Er wordt begonnen met de onderste TS-profiel te monteren. Hierbij wordt het TS-profiel net boven de aanslag van de special-safe-clicks gelegd. Nu is het belangrijk om eerst de goede plaats van het TS-profiel te bepalen voordat deze er ingeklikt wordt. Het is, nadat de TS-profielen erin geklikt zijn, niet meer eenvoudig het TS-profiel te verschuiven. Het TS-profiel dat direct boven de onderste TS-profiel komt te liggen, wordt los op de safe-clicks gelegd. Aan het einde van de linker- of rechterzijde van het TS-profiel wordt een paneel in de profielen gelegd. Met behulp van het paneel kan de verticale lijn tussen de TS-profielen worden bepaald. Het bovenste TS-profiel kan nu (met paneel en al) in de safe-clicks worden vastgeklikt. Voor de overige TS-profielen geldt dezelfde werkwijze. 9. Fixeren TS-profielen Wanneer de TS-profielen vastgeklikt zijn in de special-safe-clicks, kunnen deze bijna niet meer verschuiven. Om dit verschuiven volledig tegen te gaan, wordt er aan beide zijden van de specialsafe-click het TS-profiel verwrongen. Hiervoor gebruiken we een special bending-tool. Deze tool wordt aan beide zijden naast de special-safe-click op de flens van het TS-profiel gestoken. De tool vervormd het TS-profiel waardoor deze niet meer kan verschuiven. 10. Optimizers monteren + kabels trekken De optimizers worden met zelf-tappers op de nok van de damwandplaat geschroefd.
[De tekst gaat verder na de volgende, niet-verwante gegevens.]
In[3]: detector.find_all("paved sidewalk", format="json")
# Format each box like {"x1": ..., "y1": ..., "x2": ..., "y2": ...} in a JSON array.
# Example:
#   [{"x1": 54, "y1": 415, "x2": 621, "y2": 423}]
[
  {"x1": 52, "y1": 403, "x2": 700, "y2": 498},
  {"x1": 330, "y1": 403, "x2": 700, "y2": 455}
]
Elke optimizers wordt met 2x een zelf-tapper vastgezet. Hierbij moet rekening worden gehouden met de plaats van de junction-box aan de achterzijde van de panelen. Er is te weinig hoogte om de optimizers bovenop de junction-box te plaatsen. De kabels van de optimizers kunnen nu aan elkaar worden verbonden. Met de kabels van de optimizers (zwart van kleur) wordt de string gemaakt. Vanaf de omvormer wordt er een rode kabel naar de eerste optimizer op het dak aangesloten en wordt er een blauwe kabel naar de laatste optimizer van de string op het dak aangesloten. Hierbij mag de kleur blauw worden verwisseld met rood en andersom, als er maar één rode en één blauwe kabel aanwezig is. Alle kabels kunnen nu worden opgebonden met de meegeleverde tiewraps en Edgeclips. Hierbij moet men er voor zorgen dat er geen spanningsoppervlaktes ontstaan.
11. QR-code Ook kunnen de QR-code-stickers van de optimizers worden verwijderd en op de physical lay-out van SolarEdge worden geplakt. De QR-code-sticker zit aan de achterkant van de optimizer. De stickers moeten in de juiste volgorde op de physical lay-out worden geplakt, zodat het stickervel de daadwerkelijke plaatsing van de optimizers aangeeft. Dus de meest linkse optimizer zit ook links op het sticker vel en de bovenste optimizer zit ook boven op het sticker vel geplakt enz. 12. Dak-doorvoer maken + gootjes aanleggen Onder een paneel wordt een gat geboord door de nok van een damwandplaat heen. Hierin wordt een dakdoorvoer gestoken. De diameter van de doorvoer wordt bepaald door het aantal kabels van de stringen. Het uiteinde van de blauwe en rode kabel wordt op lengte afgeknipt en door de dak-doorvoer naar binnen gestoken. Deze kabeleinden kunnen nu middels een gotensysteem naar de omvormer worden gelegd. 13. Panelen leggen Hierna kunnen de panelen worden gelegd en de kabels van de panelen worden gekoppeld met de optimizers. De kabels van de panelen kunnen in de stekkers van de optimizer worden geklikt. De panelen worden eerst in het bovenliggende TS-profiel geschoven en daarna in het onderliggende TS-profiel geschoven. De kabels worden opgebonden middels tiewraps en edgeclips. De voegmaat tussen de panelen bedraagt 3 mm. Deze is voor het uitzetten en krimpen van de panelen ten gevolge van temperatuursverschillen. 14. Omvormer De blauwe en rode kabel wordt op de juiste lengte (tot aan de omvormer) afgeknipt en voorzien van MC4-stekkers. Waarna ze kunnen worden gekoppeld aan de omvormer. Hierna kan de omvormer worden geïnstalleerd. Zie hiervoor de handleiding van SolarEdge geleverd bij de omvormer.